From what I saw for 17 years at the college (I didn’t teach, I was the Director of the Corporate Training Center), the biggest problems with teaching are that there’s lots and lots and lots of politics and the teachers have to start over again and reinvent the wheel all over again over and over and over again every semester or every year (depending on their field) with a whole new group of students. Same work, same problems, same deal every semester, sort of like reliving your life over and over again in a never ending story, like a film stuck in an endless loop. Even though I could have gotten summers off if I had taught (I worked all year around), I could not have taught.
I know teachers who love what they do and work very, very hard at it. I know others who do it just for its benefits (yup, summers off, tenure, being in charge of the class when they’re in session, and they can BS their lives away), and I know others that spend their entire careers “blowing hot air”. The latter never ever make any attempt to keep up with their field and never learned another thing once they got their grad degree. They’re mostly liberal arts profs.
I know teachers with PhDs and MDs that never stop doing research, never stop studying, never stop learning, never stop growing. Typically they’re in the fields of physics and medicine. A few are renowned in their fields and affiliated with (in two cases) Los Alamos and (in one case) CERN. For these people, teaching allows them to keep growing in a way that a regular 9-5 office job would not.

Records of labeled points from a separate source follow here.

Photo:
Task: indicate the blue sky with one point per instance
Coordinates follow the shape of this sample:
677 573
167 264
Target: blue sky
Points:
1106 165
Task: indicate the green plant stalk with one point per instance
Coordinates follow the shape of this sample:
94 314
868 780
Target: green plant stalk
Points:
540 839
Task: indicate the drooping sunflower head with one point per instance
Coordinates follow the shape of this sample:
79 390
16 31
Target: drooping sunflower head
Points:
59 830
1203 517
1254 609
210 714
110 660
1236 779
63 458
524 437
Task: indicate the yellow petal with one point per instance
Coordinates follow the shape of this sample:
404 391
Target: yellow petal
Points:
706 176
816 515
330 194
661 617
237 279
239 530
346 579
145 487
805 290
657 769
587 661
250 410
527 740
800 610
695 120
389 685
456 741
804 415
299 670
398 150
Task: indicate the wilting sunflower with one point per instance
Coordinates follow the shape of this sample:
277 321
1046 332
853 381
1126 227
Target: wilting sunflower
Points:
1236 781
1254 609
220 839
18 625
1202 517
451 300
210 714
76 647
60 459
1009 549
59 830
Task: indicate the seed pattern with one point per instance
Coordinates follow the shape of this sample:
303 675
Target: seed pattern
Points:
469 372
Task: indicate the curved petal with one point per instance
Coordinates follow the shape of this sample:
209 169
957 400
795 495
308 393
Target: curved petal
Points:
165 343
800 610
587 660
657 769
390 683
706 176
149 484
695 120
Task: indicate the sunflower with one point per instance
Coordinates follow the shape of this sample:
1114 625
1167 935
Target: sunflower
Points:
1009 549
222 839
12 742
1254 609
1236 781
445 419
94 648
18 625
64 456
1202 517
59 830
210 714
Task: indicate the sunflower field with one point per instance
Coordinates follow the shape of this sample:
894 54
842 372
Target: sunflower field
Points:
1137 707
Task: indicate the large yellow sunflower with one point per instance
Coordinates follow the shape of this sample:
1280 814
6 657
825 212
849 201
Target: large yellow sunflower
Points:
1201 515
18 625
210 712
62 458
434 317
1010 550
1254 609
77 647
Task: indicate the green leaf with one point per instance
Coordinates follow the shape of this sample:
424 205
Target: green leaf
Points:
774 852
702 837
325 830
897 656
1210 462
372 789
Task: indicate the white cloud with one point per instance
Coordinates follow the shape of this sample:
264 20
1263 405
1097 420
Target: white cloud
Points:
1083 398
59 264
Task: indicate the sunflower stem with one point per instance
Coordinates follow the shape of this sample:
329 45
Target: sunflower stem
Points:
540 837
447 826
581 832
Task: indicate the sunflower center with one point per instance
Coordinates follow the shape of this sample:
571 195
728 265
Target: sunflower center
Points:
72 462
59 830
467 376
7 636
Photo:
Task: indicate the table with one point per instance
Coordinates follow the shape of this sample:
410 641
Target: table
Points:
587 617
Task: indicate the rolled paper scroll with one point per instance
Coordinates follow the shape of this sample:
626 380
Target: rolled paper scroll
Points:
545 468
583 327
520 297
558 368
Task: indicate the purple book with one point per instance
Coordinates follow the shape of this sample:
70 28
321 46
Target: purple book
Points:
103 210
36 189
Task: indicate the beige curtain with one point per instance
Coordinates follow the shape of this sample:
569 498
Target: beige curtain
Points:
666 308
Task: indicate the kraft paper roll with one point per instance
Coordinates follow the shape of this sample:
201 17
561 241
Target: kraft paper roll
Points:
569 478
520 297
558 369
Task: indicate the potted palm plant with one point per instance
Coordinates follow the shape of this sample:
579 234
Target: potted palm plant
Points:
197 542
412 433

There are an endless range of reasons why teachers teach. Personally, I could never stand being in that endless loop, and I was too invested in my family to be focused on constantly advancing myself.
Yeah, they get summers off if they choose. And teaching can be an easy ride through life, typically for those that chose the easy fields of study in college (is there a trend there?). But IMHO good dedicated teachers deserve every penny they get. I couldn’t do it. Although it would have been nice to have summers off.
Teaching can be a good racket, a lot of work, or an opportunity to grow endlessly like no other job. It’s all up to the individual.